Export controls are government rules that restrict who can receive certain sensitive technologies. They have long covered advanced chips and chipmaking equipment. The June 12 directive extended that logic to a live software model for the first time, treating access to the model itself as something that can be restricted on national-security grounds.
Should developers switch to open or local models?
For features that must keep working regardless of outages, prices, or politics, yes, prefer open or local models. For occasional jobs that genuinely need the strongest possible reasoning, a cloud frontier model is still the right call. The healthy pattern is a local default for everyday work, with cloud reserved for the hard, infrequent tasks that earn the cost and the dependency.
What is the most stable AI for something that has to keep working?
The most stable AI is one that runs on hardware you control and cannot be recalled by anyone else. In practice that means an on-device or open-weight model. For everyday voice work specifically, an on-device dictation tool like Yaps keeps working offline, during outages, and after directives, because the model lives on your device rather than on a server.
Does Yaps keep working if a model gets banned or the internet goes down?
Yes. Yaps runs its core speech work on your own device by default, so dictation, read-aloud, and transcription keep working with no internet and no dependence on any external API. A directive, an outage, or a price change at any AI provider does not affect the on-device loop. Yaps also offers an optional cloud mode for users who specifically want it.

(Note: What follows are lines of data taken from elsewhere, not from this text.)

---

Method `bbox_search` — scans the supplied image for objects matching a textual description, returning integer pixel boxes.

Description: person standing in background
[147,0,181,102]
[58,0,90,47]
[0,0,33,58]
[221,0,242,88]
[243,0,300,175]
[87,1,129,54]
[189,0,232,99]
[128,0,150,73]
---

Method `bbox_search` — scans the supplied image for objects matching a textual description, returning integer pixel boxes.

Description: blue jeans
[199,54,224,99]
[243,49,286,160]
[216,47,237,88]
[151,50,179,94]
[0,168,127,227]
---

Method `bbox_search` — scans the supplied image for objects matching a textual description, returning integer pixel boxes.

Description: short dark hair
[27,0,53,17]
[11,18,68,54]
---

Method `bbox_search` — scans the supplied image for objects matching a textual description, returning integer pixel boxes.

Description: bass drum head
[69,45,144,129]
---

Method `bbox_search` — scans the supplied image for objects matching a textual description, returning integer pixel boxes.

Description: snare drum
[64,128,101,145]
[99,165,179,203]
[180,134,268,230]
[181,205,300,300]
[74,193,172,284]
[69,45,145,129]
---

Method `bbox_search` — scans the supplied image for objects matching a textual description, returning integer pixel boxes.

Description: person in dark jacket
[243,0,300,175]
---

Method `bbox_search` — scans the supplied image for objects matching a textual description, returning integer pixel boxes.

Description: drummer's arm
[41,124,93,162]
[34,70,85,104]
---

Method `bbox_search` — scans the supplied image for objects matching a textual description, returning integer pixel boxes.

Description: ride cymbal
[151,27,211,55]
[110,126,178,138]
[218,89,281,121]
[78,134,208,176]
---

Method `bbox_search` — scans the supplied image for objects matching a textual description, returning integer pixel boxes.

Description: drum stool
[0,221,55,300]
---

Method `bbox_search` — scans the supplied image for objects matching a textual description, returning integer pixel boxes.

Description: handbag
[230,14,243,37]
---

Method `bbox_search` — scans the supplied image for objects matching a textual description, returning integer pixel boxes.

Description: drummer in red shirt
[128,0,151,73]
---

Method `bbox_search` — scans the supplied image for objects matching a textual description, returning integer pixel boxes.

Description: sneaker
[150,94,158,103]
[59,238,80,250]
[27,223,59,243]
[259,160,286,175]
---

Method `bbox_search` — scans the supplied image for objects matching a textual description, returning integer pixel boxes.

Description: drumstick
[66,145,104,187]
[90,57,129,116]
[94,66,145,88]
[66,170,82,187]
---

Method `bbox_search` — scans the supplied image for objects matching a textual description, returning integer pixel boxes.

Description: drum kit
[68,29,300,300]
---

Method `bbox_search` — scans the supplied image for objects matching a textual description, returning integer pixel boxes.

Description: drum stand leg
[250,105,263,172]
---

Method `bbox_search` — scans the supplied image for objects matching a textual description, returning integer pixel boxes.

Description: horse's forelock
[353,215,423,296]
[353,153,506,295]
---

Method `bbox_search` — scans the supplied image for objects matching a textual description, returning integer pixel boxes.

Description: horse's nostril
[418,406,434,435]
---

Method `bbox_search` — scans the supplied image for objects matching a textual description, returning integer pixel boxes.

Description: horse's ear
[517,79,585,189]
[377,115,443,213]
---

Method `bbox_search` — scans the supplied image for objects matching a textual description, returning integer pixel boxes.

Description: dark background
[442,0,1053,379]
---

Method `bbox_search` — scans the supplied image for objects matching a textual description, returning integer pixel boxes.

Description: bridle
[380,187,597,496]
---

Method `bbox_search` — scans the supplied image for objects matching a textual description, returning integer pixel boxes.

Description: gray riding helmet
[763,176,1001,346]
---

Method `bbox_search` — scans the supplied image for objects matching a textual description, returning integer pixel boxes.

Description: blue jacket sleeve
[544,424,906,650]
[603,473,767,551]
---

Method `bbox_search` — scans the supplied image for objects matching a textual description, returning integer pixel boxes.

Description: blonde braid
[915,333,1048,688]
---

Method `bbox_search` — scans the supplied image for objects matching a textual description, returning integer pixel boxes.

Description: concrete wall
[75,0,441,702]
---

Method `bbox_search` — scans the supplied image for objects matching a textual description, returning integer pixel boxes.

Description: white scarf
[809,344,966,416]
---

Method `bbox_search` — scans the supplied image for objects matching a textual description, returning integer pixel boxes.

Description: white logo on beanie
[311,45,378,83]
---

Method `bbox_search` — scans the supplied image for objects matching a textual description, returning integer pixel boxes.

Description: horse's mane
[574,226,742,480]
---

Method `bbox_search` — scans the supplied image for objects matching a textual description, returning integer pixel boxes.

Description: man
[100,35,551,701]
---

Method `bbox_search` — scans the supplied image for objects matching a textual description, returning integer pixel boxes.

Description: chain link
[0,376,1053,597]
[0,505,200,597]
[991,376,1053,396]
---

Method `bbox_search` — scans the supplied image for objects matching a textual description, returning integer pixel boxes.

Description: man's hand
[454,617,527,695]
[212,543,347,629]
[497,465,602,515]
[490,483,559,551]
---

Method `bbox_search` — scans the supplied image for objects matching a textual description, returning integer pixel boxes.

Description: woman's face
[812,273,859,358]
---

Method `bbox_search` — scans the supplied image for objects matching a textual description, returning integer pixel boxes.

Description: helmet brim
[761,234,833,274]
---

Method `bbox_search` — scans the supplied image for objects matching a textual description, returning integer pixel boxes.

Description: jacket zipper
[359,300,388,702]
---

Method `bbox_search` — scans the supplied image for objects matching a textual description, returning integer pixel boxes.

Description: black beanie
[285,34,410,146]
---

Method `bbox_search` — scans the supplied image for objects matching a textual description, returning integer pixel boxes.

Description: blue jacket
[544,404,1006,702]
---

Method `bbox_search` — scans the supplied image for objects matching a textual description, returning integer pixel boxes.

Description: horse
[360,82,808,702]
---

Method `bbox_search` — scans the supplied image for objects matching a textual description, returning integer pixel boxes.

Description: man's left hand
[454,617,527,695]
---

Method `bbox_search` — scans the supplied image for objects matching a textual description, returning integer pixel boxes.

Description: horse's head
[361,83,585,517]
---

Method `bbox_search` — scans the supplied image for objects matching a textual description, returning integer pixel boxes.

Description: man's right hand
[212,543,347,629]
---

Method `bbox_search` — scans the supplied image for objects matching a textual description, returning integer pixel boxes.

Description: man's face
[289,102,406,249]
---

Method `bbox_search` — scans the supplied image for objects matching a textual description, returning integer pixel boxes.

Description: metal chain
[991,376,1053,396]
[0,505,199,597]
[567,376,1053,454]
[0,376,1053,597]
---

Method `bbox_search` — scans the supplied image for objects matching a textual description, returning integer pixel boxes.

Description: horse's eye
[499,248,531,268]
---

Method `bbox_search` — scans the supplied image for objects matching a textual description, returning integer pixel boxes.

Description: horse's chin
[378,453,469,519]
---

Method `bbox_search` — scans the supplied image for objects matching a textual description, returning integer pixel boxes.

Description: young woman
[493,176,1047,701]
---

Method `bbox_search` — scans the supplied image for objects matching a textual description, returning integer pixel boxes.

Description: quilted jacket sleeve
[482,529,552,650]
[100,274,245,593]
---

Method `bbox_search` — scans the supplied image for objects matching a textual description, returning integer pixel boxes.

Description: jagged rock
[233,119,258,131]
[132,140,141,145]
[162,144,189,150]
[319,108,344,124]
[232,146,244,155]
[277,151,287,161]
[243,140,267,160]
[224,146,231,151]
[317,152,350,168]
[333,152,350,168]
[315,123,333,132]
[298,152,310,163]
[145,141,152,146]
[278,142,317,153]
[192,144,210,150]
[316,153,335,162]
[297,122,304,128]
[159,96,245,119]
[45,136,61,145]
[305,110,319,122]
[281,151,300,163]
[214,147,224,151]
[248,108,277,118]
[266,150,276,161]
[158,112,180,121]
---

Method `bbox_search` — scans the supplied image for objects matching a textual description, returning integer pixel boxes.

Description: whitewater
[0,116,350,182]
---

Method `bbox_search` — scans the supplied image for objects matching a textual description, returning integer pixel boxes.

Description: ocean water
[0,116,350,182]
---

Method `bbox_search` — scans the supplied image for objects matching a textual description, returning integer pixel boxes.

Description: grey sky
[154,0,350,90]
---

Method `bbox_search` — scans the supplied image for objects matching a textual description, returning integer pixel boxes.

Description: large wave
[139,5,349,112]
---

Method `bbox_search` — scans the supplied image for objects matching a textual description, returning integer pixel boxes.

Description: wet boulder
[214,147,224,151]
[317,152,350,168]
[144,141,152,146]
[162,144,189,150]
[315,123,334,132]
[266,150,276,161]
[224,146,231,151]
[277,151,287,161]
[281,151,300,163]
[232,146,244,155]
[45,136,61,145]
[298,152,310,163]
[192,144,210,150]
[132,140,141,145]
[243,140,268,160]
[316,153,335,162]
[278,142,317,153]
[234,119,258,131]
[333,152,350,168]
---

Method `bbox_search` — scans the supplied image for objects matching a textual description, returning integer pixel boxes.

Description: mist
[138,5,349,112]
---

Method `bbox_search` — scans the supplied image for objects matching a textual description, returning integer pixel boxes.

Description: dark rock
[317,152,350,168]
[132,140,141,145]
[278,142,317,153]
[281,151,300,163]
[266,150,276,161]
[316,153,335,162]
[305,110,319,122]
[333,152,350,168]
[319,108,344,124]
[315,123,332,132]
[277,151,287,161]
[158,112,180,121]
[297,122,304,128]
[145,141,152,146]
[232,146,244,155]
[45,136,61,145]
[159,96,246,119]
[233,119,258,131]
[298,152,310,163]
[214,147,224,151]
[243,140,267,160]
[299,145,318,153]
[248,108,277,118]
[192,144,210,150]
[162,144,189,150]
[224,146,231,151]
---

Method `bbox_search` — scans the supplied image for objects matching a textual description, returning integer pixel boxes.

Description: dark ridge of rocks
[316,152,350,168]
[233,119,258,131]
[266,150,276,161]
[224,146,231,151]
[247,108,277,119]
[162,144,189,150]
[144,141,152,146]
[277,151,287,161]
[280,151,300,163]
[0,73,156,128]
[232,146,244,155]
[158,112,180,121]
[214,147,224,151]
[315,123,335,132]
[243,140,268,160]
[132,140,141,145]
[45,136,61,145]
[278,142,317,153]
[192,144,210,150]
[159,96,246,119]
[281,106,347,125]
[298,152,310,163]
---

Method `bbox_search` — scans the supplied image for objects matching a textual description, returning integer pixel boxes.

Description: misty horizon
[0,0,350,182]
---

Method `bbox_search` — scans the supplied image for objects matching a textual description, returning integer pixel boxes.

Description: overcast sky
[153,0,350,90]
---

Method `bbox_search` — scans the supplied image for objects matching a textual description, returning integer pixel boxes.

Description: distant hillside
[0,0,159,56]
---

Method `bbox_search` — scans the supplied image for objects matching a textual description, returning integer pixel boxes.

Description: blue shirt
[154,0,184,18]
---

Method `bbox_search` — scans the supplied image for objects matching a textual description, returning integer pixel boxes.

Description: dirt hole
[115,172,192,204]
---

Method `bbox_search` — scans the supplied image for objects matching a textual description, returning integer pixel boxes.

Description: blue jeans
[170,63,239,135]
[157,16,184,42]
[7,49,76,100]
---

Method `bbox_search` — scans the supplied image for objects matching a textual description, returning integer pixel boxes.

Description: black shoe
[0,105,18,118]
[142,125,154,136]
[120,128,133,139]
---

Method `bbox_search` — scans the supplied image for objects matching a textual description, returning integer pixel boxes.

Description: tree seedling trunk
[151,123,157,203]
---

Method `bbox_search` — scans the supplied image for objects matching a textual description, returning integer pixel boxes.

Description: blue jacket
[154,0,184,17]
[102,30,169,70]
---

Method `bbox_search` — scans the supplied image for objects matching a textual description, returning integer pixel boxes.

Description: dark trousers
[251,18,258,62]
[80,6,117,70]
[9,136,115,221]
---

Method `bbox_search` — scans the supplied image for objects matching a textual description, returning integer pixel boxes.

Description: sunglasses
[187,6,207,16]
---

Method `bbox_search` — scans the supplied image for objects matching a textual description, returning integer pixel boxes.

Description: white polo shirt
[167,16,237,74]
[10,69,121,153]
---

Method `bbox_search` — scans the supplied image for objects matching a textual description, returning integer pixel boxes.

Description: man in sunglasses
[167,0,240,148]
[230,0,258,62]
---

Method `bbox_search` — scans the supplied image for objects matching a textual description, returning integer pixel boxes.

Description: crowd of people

What is AI sovereignty, and why does it matter now?
AI sovereignty is the idea that access to powerful AI is shaped by which country controls it and which alliances that country belongs to. The June 12 shutdown made it concrete: a model can be switched off by the government with authority over the company that built it. For builders, it means the jurisdiction of your AI provider is now part of your risk, not just its pricing and performance.